Other areas of partial compliance include new technology. There is no requirement for financial institutions to undertake risk assessments specifically before launching new products or practices, and so no measures to manage the risks.

On wire transfers, another area of partial compliance, intermediary financial institutions are not required to have risk-based policies to decide when to execute, reject or suspend a wire transfer lacking originator or beneficiary information.

Ireland is only partially compliant with the FATF recommendation on internal controls and foreign branches and subsidiaries.
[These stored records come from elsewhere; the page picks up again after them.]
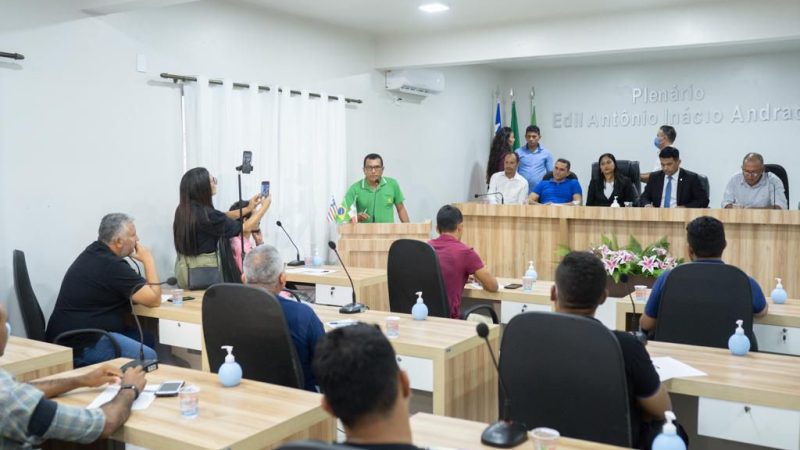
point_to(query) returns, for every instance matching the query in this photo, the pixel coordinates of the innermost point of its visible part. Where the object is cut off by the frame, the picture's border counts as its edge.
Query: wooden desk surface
(438, 431)
(757, 378)
(430, 338)
(539, 295)
(27, 359)
(785, 315)
(362, 276)
(249, 416)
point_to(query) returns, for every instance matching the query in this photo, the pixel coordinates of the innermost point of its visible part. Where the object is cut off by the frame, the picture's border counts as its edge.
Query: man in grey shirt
(754, 188)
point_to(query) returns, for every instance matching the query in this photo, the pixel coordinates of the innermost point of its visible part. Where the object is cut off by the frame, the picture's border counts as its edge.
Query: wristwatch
(130, 386)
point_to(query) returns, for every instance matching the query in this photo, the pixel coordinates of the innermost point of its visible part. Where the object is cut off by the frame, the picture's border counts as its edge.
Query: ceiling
(382, 17)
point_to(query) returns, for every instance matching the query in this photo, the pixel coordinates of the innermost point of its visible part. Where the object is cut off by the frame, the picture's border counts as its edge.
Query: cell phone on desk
(265, 188)
(169, 389)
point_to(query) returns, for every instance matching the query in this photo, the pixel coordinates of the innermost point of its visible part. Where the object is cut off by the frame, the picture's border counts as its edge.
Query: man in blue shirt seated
(534, 160)
(706, 238)
(364, 387)
(264, 268)
(558, 190)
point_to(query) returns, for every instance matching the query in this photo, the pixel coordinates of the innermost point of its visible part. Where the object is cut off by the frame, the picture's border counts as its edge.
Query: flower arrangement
(649, 262)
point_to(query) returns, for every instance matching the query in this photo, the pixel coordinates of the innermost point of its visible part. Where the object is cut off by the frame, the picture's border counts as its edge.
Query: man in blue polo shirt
(534, 160)
(558, 190)
(706, 238)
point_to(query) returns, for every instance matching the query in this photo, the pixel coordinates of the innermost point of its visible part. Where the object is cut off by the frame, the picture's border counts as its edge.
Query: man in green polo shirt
(376, 196)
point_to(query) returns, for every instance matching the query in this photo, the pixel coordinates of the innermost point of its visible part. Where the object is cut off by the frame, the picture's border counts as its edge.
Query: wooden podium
(367, 245)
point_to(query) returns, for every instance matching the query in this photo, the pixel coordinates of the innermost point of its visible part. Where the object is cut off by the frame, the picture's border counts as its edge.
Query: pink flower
(648, 264)
(611, 265)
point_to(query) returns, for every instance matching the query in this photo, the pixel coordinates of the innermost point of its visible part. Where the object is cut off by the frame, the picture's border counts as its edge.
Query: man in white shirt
(509, 183)
(754, 188)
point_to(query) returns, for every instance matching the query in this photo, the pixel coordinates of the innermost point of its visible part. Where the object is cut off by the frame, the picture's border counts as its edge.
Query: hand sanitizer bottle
(420, 310)
(669, 439)
(778, 294)
(529, 278)
(230, 373)
(739, 343)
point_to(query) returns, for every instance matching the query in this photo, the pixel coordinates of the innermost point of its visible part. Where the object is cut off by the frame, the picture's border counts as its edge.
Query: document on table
(669, 368)
(145, 399)
(310, 271)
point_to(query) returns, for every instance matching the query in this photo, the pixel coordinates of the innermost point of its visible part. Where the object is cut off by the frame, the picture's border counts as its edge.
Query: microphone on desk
(298, 261)
(504, 433)
(354, 307)
(502, 200)
(148, 365)
(634, 322)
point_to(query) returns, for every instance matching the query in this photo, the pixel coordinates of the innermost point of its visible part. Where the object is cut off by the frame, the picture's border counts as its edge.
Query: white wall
(82, 133)
(714, 149)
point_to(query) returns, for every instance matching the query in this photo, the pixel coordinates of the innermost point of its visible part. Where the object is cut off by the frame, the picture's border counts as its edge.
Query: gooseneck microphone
(504, 433)
(354, 307)
(298, 261)
(500, 194)
(148, 365)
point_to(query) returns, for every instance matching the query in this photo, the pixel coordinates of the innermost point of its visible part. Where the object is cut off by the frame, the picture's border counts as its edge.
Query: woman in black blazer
(609, 184)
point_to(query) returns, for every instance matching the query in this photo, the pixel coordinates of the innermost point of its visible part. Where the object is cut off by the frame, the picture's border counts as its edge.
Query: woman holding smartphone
(198, 226)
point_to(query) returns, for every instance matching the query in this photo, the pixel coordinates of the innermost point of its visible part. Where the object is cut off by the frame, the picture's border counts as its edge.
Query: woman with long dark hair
(609, 184)
(502, 143)
(198, 226)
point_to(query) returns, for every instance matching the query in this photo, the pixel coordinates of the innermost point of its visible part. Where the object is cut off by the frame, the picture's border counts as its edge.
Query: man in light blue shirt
(534, 160)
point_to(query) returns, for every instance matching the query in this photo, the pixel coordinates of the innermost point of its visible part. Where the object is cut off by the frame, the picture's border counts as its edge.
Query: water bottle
(739, 343)
(669, 439)
(529, 278)
(778, 294)
(420, 310)
(230, 373)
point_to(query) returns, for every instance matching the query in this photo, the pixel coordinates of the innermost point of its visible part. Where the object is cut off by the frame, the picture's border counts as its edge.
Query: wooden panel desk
(446, 432)
(367, 281)
(252, 415)
(27, 359)
(508, 236)
(464, 378)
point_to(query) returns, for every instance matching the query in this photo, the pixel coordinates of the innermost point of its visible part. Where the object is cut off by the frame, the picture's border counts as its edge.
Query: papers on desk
(310, 271)
(144, 400)
(669, 368)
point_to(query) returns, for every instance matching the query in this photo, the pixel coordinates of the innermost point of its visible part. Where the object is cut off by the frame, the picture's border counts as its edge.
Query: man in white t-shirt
(509, 183)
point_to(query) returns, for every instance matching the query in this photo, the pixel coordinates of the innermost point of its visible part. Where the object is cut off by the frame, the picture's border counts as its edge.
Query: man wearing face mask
(673, 187)
(96, 289)
(665, 137)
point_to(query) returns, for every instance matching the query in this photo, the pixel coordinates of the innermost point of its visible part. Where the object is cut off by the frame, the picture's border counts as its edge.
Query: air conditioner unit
(417, 82)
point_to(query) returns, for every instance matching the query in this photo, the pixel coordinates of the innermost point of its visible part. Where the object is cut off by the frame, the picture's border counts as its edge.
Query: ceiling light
(432, 8)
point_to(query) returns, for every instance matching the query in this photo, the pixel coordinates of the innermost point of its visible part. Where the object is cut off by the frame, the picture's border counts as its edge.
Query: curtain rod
(184, 78)
(12, 55)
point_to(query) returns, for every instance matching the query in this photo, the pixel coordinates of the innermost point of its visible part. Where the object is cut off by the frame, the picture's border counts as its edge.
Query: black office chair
(313, 445)
(566, 372)
(700, 304)
(32, 317)
(413, 266)
(251, 320)
(549, 175)
(626, 167)
(780, 172)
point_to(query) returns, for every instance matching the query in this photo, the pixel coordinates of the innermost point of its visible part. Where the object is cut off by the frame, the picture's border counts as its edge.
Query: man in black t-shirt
(357, 372)
(579, 289)
(96, 290)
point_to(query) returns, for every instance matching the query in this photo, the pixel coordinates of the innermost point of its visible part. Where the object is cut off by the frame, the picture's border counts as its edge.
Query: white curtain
(298, 144)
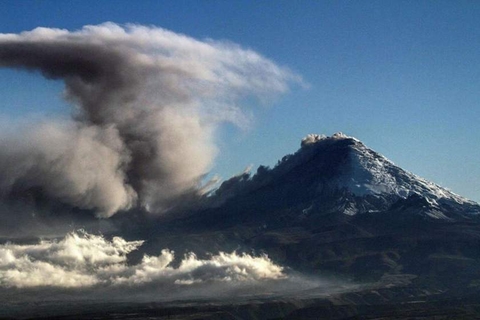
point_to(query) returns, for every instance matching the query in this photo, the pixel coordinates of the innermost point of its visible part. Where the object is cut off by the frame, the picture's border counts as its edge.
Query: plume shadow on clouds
(147, 104)
(86, 266)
There are numerous shortcomings on reporting entities’ internal controls, such as no explicit requirement for the appointment of a compliance officer.

On high-risk countries Ireland is non-compliant, lacking the measures which require applying enhanced due diligence measures involving a country where FATF has called for its members to apply them. Ireland lacks the ability to impose countermeasures.

Due diligence

On customer due diligence Ireland is partially compliant. There are deficiencies in provisions for customer due diligence, recordkeeping, PEPs and new technologies.
On transparency and beneficial ownership of legal arrangements, Ireland is partially compliant. Professional trustees must have information on beneficiaries and face sanctions for failure to comply with identification requirements, but this does cover cases where a private individual does so.

Ireland achieved some positive results in the report. It has a good understanding of the money laundering and terrorist risks it faces, the FATF spokeswoman noted. A strong point of the Irish system is good coordination between national authorities and with the private sector. Ireland has achieved good results in supervision and international cooperation.
Ireland recently adopted requirements for companies to gather and maintain information on beneficial ownership, the FATF spokeswoman said.

“Once fully implemented, this will enhance transparency and improve measures to combat money laundering and terrorist financing,” she said.